Sparks did not fly between Wenger and Mourinho on the touchline (Getty)

This feels like a component part of United which will need attention in the January transfer window and certainly next summer. United have lacked a commanding central defender since Nemanja Vidic left, when Sir Alex Ferguson took his leave. Goals will be leaked. Mouriunho’s United trajectory is unlikely to be linear.

But though they have won only two in nine games in the Premier League, there are certainly consolations here. Overall, the afternoon was an emphatic demonstration of Mancunian superiority, with a goal which summed up all that had been the best in the team: a thrust down the right flank which was United’s main route of entry and a first-time, left-footed finish of supreme technical skill by Juan Mata, who’d been outstanding all afternoon.

Mata’s emergence as a player of attacking and creative menace in Mourinho’s United is one of the many unexpected aspects of these past three months, and testament to the maturity of the Spaniard, who had reason to fear the arrival of a manager who sold him to Old Trafford in the first place. He took a monumental ovation when leaving five minutes from time and a warm embrace from Mourinho.

The strength Paul Pogba displayed in setting the match-winning move in train, supplying a ball which Ander Herrara cut back for Mata, carried a significance too. Pogba did not propel the United engine but did enough in moments to suggest that he is developing into what United paid £89m for. Antonio Valencia was the surprise component, though, and at the hub of much that United offered in the first half.

Mata broke the deadlock mid-way through the second half (Getty)

Few of the Arsenal performances will live in the memory. Alexis Sanchez's was the best from them, spinning off Valencia beautifully on one first half occasion, advancing towards goal and drawing a foul, but Mesut Ozil added little to a promising early attacking thrust and Theo Walcott exerted barely any influence whatsoever. “Maybe it’s a mental block here because for a while it didn’t go well for us,” Wenger said later, which was highly unconvincing as assessments of aspiring champions go.

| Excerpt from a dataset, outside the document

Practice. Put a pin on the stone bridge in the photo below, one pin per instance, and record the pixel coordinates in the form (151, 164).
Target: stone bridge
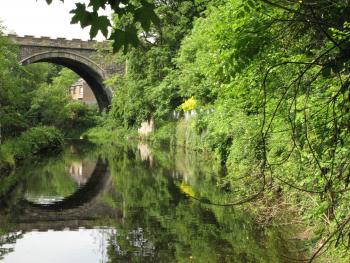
(80, 56)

He looked extremely relieved as he made his own appearance in the press room, happily declaring it would be “pretentious” to claim that the equaliser – created and scored by substitutes was planned. United were actually architects of their own fate, by lacking ruthlessness. Rojo’s headed miss from a Daley Blind cross in the game’s closing stages was fairly criminal. It required two excellent saves from Petr Cech to divert a Mata shot and arced Anthony Martial effort wide of the same right upright.

Giroud rises to equalise late on, beating Jones in the air (Getty)

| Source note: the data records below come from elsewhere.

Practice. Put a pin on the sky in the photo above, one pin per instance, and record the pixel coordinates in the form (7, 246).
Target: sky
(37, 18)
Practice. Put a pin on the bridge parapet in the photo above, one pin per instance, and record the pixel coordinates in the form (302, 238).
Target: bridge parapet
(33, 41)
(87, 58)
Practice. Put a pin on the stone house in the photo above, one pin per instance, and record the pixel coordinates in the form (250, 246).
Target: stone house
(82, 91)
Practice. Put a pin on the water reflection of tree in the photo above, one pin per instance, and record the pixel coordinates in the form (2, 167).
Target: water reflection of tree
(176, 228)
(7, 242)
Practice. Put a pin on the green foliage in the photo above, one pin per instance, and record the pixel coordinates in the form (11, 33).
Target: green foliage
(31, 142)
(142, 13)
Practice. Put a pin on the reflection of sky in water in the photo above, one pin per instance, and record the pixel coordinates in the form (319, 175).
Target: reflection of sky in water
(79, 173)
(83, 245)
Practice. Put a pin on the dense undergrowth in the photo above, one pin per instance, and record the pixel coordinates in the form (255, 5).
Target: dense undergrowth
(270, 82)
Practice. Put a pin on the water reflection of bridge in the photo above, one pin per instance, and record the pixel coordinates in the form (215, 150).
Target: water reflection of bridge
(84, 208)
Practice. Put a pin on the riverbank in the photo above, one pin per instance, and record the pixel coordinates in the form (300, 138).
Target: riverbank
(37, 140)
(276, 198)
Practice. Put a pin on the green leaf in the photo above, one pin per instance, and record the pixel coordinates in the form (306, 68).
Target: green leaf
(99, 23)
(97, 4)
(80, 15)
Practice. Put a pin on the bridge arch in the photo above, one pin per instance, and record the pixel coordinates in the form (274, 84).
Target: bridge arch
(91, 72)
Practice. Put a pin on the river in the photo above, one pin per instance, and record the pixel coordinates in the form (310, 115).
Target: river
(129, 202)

It was Valencia, in a surprise first start since breaking an arm against Manchester City in the EFL Cup last month, who created the game’s moment of controversy, rolling around the outside of Nacho Monreal in the 35th minuteand going down as the Spaniard reached across him. There were grounds for a penalty - Monreal had his arm on Valencia – but the player just went to earth too easily and Andre Marriner’s decision not to penalise was fair.

Mourinho’s reflections on all of this included a long list of why other teams have it easier than United, including the time “Maurice” Pochettino has had to assemble a Spurs side. (After Mourinho's talk of “Gary” Southgate on Friday, this is becoming a comedy sideshow.) When you're on the defensive, a convincing performance against Arsenal is triumph, whatever the final score.

Manchester United (4-2-3-1): De Gea; Valencia, Rojo, Jones, Darmian (Blind 64) ; Carrick, Herrera; Mata (Schneiderlin 85), Pogba, Martial (Rooney 53); Rashford.

Substitutes: Romero, Memphis, Rooney, Blind, Young.

Arsenal (4-2-3-1): Cech; Jenkinson (Oxlade-Chamberlain 84), Mustafi, Koscielny, Monreal; Coquelin (Xhaka 80), Ramsey; Walcott, Ozil, Mustafi; Sanchez.

Substitutes: Ospina, Gibbs, Paulista, Giroud, Iwobi.